L’URSSAF a annoncé avoir entamé une procédure de redressement contre Uber, réclamant la somme de 1,7 milliard d’euros au titre de cotisations sociales impayées donc de fraude sociale.

Cette action est intervenue après une révision du calcul des cotisations sociales de la société, qui a été contestée par l’organisme. Selon l’URSSAF, Uber aurait sous-estimé le montant des cotisations dues pour ses chauffeurs, en les classant à tort comme travailleurs indépendants plutôt que comme salariés. L’URSSAF mène cette procédure dans le cadre de la lutte contre la fraude sociale, après avoir examiné de près les rapports financiers d’Uber et analysé ses pratiques de gestion des chauffeurs.

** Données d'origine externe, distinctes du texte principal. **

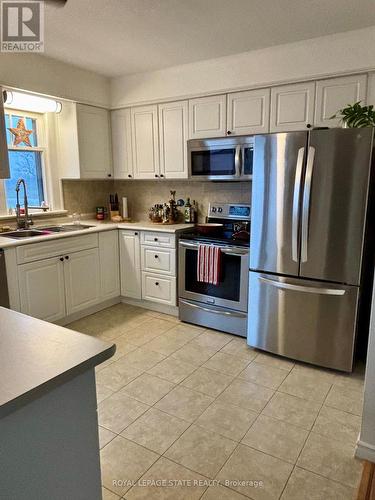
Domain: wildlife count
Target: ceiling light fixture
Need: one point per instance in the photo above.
(30, 102)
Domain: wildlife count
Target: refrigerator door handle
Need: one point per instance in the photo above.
(306, 202)
(304, 289)
(296, 198)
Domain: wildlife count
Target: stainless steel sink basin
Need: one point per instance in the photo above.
(23, 233)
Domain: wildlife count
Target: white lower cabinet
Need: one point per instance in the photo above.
(42, 291)
(82, 280)
(130, 264)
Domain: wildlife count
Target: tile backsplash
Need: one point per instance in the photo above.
(84, 196)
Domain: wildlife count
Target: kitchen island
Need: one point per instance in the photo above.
(48, 420)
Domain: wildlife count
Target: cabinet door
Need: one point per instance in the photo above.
(94, 142)
(336, 93)
(4, 162)
(173, 124)
(248, 112)
(122, 144)
(42, 293)
(144, 124)
(130, 264)
(207, 117)
(82, 280)
(109, 264)
(292, 107)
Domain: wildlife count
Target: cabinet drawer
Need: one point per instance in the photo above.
(52, 248)
(159, 288)
(159, 260)
(158, 239)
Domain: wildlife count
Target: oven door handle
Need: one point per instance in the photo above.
(215, 311)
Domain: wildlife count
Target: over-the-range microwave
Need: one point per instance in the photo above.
(228, 158)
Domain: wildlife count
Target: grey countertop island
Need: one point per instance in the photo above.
(48, 417)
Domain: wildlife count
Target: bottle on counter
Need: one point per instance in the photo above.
(188, 212)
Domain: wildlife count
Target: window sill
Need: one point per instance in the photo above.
(35, 215)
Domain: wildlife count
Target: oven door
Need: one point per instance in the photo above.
(232, 290)
(214, 161)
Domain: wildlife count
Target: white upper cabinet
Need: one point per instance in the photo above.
(122, 144)
(248, 112)
(94, 142)
(145, 140)
(207, 117)
(292, 107)
(173, 131)
(334, 94)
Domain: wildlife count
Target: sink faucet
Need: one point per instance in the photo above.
(23, 221)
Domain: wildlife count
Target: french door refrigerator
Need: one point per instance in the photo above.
(310, 198)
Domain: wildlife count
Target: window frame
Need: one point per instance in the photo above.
(40, 125)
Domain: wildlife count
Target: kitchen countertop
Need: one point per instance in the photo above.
(36, 357)
(97, 226)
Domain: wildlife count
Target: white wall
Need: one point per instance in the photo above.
(348, 52)
(41, 74)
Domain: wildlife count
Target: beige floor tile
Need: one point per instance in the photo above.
(167, 344)
(184, 403)
(155, 430)
(186, 484)
(207, 381)
(238, 347)
(194, 354)
(173, 370)
(266, 375)
(118, 411)
(306, 385)
(227, 420)
(108, 495)
(200, 450)
(246, 395)
(274, 361)
(122, 461)
(226, 363)
(105, 436)
(338, 424)
(143, 358)
(102, 392)
(213, 340)
(296, 411)
(346, 399)
(117, 375)
(249, 465)
(277, 438)
(148, 389)
(221, 493)
(304, 484)
(332, 459)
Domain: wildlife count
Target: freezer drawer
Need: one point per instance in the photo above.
(305, 320)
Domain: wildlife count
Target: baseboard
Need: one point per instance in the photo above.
(88, 311)
(152, 306)
(365, 451)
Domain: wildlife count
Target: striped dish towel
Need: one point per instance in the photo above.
(209, 264)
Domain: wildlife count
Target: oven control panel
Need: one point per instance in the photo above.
(230, 210)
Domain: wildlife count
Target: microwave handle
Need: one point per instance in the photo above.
(237, 161)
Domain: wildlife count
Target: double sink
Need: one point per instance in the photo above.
(44, 231)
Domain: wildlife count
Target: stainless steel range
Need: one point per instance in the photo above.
(222, 306)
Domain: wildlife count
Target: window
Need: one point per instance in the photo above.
(26, 151)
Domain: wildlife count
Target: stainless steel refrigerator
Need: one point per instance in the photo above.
(310, 202)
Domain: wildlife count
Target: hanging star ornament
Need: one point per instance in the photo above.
(21, 135)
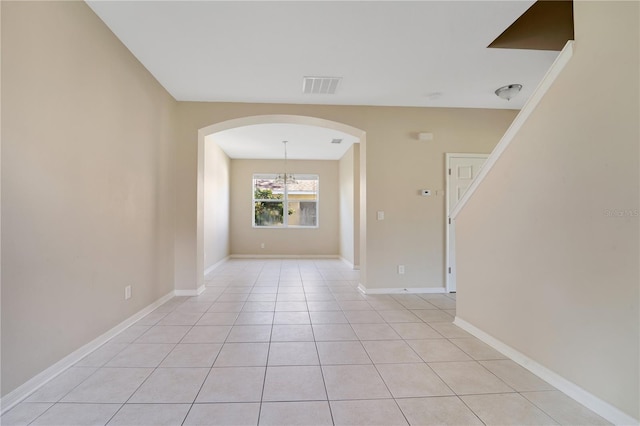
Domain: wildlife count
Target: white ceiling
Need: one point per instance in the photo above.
(265, 141)
(392, 53)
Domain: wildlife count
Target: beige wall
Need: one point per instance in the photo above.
(397, 166)
(347, 205)
(542, 266)
(87, 184)
(246, 240)
(217, 177)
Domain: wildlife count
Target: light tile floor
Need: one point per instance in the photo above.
(293, 342)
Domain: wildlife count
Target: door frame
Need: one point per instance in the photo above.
(450, 224)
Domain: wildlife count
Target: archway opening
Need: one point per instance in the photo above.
(214, 189)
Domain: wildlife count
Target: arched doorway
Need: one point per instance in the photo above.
(359, 219)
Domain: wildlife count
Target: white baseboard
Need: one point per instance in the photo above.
(191, 293)
(393, 290)
(284, 256)
(215, 265)
(597, 405)
(14, 397)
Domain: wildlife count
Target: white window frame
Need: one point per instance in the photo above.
(285, 201)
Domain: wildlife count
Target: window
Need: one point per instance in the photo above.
(271, 196)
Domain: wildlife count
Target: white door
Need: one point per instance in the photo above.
(461, 170)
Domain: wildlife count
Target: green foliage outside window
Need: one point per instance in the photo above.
(269, 213)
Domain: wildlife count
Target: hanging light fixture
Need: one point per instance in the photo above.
(509, 91)
(285, 178)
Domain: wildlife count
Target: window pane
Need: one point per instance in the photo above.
(268, 213)
(267, 188)
(303, 213)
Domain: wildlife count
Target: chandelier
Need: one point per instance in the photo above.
(285, 178)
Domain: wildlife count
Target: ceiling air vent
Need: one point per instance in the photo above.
(320, 85)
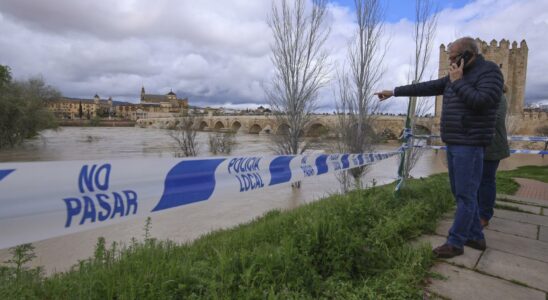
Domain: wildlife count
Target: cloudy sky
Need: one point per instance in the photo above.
(217, 52)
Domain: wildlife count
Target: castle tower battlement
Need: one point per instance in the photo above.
(512, 60)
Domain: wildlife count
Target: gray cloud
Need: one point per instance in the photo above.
(217, 52)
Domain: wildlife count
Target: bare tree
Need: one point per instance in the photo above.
(356, 105)
(424, 33)
(222, 143)
(184, 134)
(300, 65)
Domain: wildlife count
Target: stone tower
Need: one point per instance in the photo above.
(512, 62)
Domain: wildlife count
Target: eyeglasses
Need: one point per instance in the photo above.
(456, 57)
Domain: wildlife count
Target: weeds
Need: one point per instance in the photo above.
(353, 246)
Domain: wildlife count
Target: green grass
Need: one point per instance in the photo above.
(344, 247)
(506, 185)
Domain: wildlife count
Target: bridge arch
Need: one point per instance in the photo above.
(255, 129)
(219, 125)
(203, 125)
(422, 130)
(236, 125)
(389, 134)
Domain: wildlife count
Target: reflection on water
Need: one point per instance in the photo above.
(189, 222)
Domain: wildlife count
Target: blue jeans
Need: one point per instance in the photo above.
(465, 165)
(488, 189)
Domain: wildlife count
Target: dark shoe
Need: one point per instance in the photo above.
(447, 251)
(476, 244)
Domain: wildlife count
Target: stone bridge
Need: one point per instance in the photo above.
(388, 126)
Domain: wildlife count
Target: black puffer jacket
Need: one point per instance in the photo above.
(469, 104)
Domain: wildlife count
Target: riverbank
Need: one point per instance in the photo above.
(96, 123)
(351, 246)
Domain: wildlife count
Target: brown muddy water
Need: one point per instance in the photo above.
(191, 221)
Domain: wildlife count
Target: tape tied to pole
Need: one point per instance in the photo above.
(41, 200)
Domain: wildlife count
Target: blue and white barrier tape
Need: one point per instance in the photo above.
(512, 151)
(40, 200)
(515, 138)
(528, 138)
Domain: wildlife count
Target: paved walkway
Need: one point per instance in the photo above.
(515, 263)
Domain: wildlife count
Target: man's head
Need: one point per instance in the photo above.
(466, 48)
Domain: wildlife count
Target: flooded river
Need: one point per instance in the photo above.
(191, 221)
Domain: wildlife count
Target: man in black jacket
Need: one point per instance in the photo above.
(471, 93)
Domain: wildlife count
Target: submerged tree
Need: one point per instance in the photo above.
(300, 65)
(184, 134)
(221, 143)
(356, 104)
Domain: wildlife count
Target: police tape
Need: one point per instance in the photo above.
(512, 151)
(40, 200)
(514, 138)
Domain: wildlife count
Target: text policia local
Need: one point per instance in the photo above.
(96, 203)
(247, 172)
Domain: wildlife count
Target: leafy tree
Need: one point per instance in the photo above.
(23, 112)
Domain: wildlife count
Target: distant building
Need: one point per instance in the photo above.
(150, 105)
(76, 108)
(163, 103)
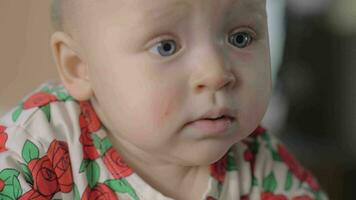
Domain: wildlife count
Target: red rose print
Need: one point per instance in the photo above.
(244, 197)
(2, 185)
(44, 177)
(39, 99)
(3, 138)
(248, 155)
(271, 196)
(89, 150)
(290, 161)
(59, 157)
(90, 116)
(34, 195)
(218, 168)
(2, 128)
(297, 169)
(100, 191)
(115, 164)
(304, 197)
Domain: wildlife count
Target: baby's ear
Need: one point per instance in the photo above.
(72, 69)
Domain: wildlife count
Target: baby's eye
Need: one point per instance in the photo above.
(166, 47)
(241, 39)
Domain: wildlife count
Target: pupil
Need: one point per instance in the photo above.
(166, 47)
(240, 39)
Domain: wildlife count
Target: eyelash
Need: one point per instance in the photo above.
(245, 31)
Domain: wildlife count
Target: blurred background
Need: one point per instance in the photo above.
(313, 51)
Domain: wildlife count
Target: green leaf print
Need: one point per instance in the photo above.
(289, 181)
(102, 144)
(122, 186)
(270, 183)
(45, 89)
(275, 155)
(105, 145)
(7, 174)
(30, 151)
(231, 163)
(17, 190)
(16, 114)
(27, 173)
(92, 173)
(47, 111)
(63, 96)
(84, 165)
(12, 188)
(254, 181)
(5, 197)
(96, 140)
(76, 195)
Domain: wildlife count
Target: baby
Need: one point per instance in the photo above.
(158, 100)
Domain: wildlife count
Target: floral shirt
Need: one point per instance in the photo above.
(54, 147)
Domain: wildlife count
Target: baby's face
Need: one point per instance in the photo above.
(157, 65)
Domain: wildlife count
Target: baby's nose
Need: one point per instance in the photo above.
(213, 70)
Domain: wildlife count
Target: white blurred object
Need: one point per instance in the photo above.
(277, 31)
(308, 7)
(276, 113)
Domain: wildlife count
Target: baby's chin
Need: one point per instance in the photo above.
(203, 156)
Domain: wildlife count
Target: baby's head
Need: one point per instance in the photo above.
(152, 67)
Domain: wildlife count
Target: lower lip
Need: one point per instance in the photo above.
(212, 126)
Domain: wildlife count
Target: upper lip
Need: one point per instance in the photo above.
(216, 113)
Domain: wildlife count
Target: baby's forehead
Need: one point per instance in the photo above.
(152, 7)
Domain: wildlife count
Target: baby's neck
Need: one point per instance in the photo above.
(174, 181)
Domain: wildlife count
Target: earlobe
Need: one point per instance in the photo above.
(72, 69)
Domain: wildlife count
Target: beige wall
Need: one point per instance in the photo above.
(25, 57)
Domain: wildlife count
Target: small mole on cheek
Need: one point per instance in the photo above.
(244, 57)
(167, 110)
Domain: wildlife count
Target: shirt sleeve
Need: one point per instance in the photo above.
(276, 172)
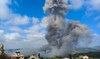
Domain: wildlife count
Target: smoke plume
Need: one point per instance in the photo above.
(62, 36)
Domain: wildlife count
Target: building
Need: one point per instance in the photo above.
(84, 57)
(17, 55)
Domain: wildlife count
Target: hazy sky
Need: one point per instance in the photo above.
(23, 23)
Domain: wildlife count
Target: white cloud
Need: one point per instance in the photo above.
(77, 4)
(13, 36)
(89, 4)
(95, 4)
(19, 20)
(4, 10)
(35, 20)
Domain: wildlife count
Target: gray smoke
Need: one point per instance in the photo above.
(62, 36)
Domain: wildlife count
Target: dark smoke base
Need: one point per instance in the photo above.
(62, 36)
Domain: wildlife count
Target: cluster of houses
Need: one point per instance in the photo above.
(18, 55)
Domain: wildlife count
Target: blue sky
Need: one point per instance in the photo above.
(23, 21)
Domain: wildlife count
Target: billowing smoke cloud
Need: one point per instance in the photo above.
(62, 36)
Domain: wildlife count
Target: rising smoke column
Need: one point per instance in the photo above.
(62, 36)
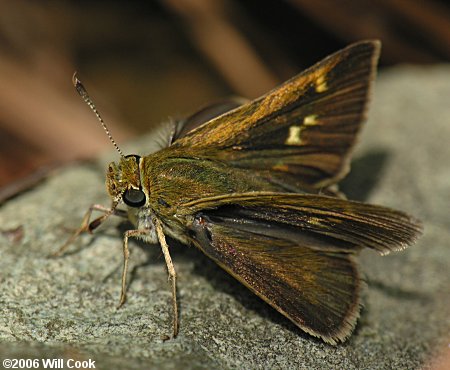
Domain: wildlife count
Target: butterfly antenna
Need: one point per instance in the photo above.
(85, 96)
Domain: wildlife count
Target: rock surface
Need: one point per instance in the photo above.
(66, 307)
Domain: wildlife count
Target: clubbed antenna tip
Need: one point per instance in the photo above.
(85, 96)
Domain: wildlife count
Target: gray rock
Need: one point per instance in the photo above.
(66, 307)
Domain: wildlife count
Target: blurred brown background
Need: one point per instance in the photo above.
(143, 62)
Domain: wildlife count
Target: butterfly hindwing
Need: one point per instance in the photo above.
(296, 251)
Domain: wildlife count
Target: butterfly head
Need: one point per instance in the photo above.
(123, 181)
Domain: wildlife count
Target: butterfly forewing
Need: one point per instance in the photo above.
(302, 132)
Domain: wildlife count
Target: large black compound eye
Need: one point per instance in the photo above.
(134, 198)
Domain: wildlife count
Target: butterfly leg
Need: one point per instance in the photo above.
(170, 267)
(172, 273)
(89, 226)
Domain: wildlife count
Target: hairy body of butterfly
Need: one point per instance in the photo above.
(254, 189)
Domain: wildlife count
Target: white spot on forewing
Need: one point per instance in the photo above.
(321, 84)
(310, 120)
(294, 136)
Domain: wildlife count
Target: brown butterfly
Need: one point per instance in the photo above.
(254, 188)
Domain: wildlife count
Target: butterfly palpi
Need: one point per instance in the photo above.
(254, 188)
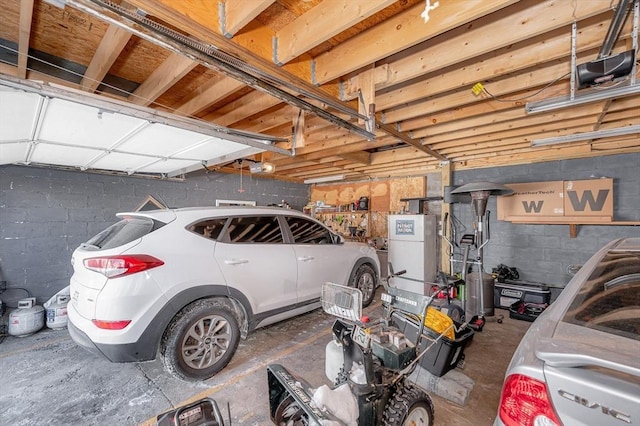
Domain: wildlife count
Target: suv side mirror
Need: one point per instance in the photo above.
(337, 239)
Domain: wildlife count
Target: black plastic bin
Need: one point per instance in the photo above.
(442, 356)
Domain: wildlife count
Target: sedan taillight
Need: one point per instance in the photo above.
(526, 402)
(118, 266)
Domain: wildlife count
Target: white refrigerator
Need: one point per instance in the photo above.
(413, 246)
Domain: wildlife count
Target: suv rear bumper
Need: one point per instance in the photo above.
(129, 352)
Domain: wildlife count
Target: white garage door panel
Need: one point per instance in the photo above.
(75, 124)
(17, 114)
(64, 127)
(13, 152)
(61, 155)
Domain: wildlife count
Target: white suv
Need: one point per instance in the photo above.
(190, 282)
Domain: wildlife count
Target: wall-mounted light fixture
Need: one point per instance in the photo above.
(324, 179)
(262, 167)
(580, 99)
(606, 133)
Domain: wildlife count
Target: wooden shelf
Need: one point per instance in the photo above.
(573, 224)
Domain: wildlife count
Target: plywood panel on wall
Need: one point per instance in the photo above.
(336, 195)
(384, 197)
(410, 187)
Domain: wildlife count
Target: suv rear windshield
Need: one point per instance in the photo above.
(610, 299)
(122, 232)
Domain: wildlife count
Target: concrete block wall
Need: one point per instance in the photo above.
(543, 253)
(46, 213)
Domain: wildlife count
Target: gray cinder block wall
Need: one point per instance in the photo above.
(46, 213)
(543, 253)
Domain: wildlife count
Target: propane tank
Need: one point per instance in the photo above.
(27, 319)
(57, 312)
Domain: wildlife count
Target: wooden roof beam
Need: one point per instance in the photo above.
(235, 14)
(24, 34)
(320, 24)
(111, 46)
(480, 42)
(162, 78)
(398, 33)
(214, 91)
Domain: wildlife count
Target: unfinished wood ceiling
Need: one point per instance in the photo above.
(314, 72)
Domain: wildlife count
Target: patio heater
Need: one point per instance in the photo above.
(480, 193)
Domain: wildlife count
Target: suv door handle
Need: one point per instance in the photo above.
(235, 261)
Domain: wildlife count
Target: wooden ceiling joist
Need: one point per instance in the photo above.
(112, 44)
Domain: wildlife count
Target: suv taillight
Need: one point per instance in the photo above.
(118, 266)
(525, 402)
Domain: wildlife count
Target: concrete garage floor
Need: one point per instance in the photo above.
(47, 379)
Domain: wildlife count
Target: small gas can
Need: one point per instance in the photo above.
(57, 312)
(27, 319)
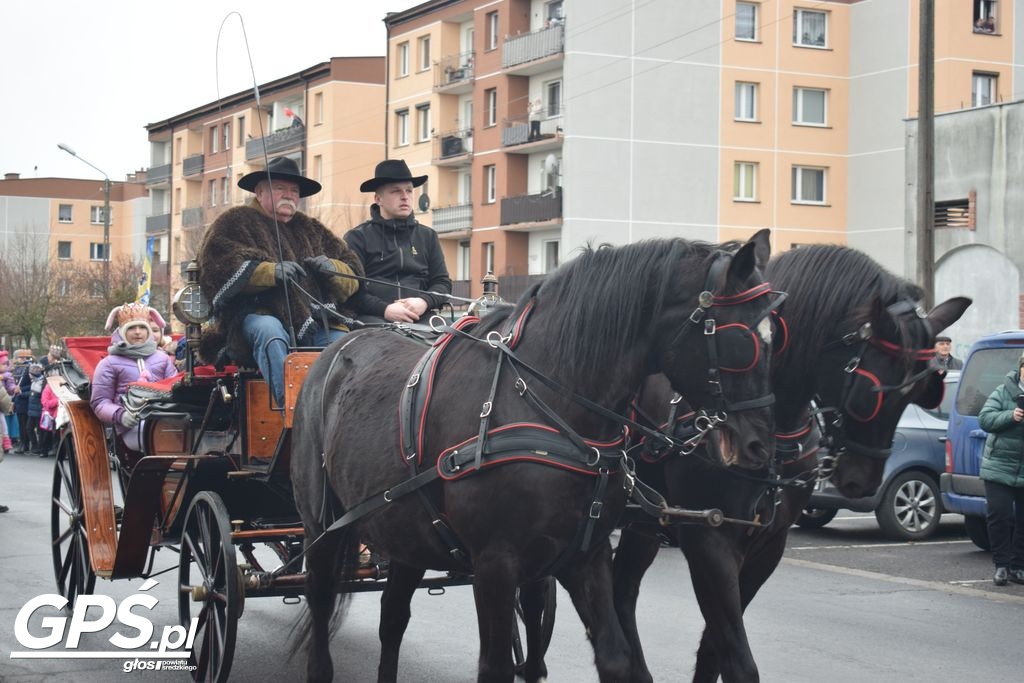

L’organisme affirme que la plateforme a agi en décalage avec les obligations légales en matière de cotisations sociales pour ses chauffeurs. En effet, selon l’URSSAF, bien que les chauffeurs soient inscrits comme travailleurs indépendants, leur statut, en raison de la subordination apparente vis-à-vis de la plateforme, aurait dû les classer comme salariés. Ce statut entraîne des cotisations sociales plus élevées que celles appliquées aux travailleurs indépendants.

Réaction d’Uber et contestation de la réclamation

Face à cette réclamation, Uber a exprimé son désaccord avec la demande de l’URSSAF. L’entreprise a affirmé qu’elle ne considérait pas ses chauffeurs comme des salariés, mais comme des travailleurs indépendants, et a donc appliqué un calcul des cotisations en conséquence. Uber a annoncé qu’elle allait contester cette réclamation devant les juridictions compétentes.

Cette action pourrait avoir des conséquences significatives pour Uber, étant donné l’ampleur de la somme réclamée par l’URSSAF. Le montant de 1,7 milliard d’euros inclut des cotisations sociales rétroactives, couvrant plusieurs années. Cette somme représente une part importante des redressements auxquels Uber a été confrontée en France, concernant la qualification de ses travailleurs et le calcul des cotisations sociales.

En plus de la réclamation d’1,7 milliard d’euros, Uber est confrontée à un climat juridique complexe. La société a régulièrement défendu son modèle d’affaires, qui repose sur l’utilisation de travailleurs dits « indépendants », mais les autorités françaises, comme l’URSSAF, estiment que ce modèle pourrait ne pas respecter la législation du travail, notamment en ce qui concerne les droits sociaux des travailleurs.

Implications de cette procédure sur la fraude sociale

Les implications de cette procédure vont au-delà de l’entreprise elle-même. La question du statut des travailleurs indépendants dans les plateformes numériques, telles qu’Uber, est devenue un sujet de débat récurrent. De nombreux experts juridiques et économistes soulignent que les plateformes comme Uber pourraient être amenées à revoir leur modèle économique si la jurisprudence évolue en faveur d’un statut plus protecteur pour les travailleurs.

Dans ce contexte, l’issue de cette procédure pourrait avoir un impact majeur sur la manière dont les plateformes numériques opérant en France gèrent leurs travailleurs. Un changement de statut pourrait entraîner une augmentation significative des charges sociales et un coût opérationnel plus élevé pour ces entreprises, ce qui pourrait les amener à repenser leur structure de fonctionnement et de rémunération.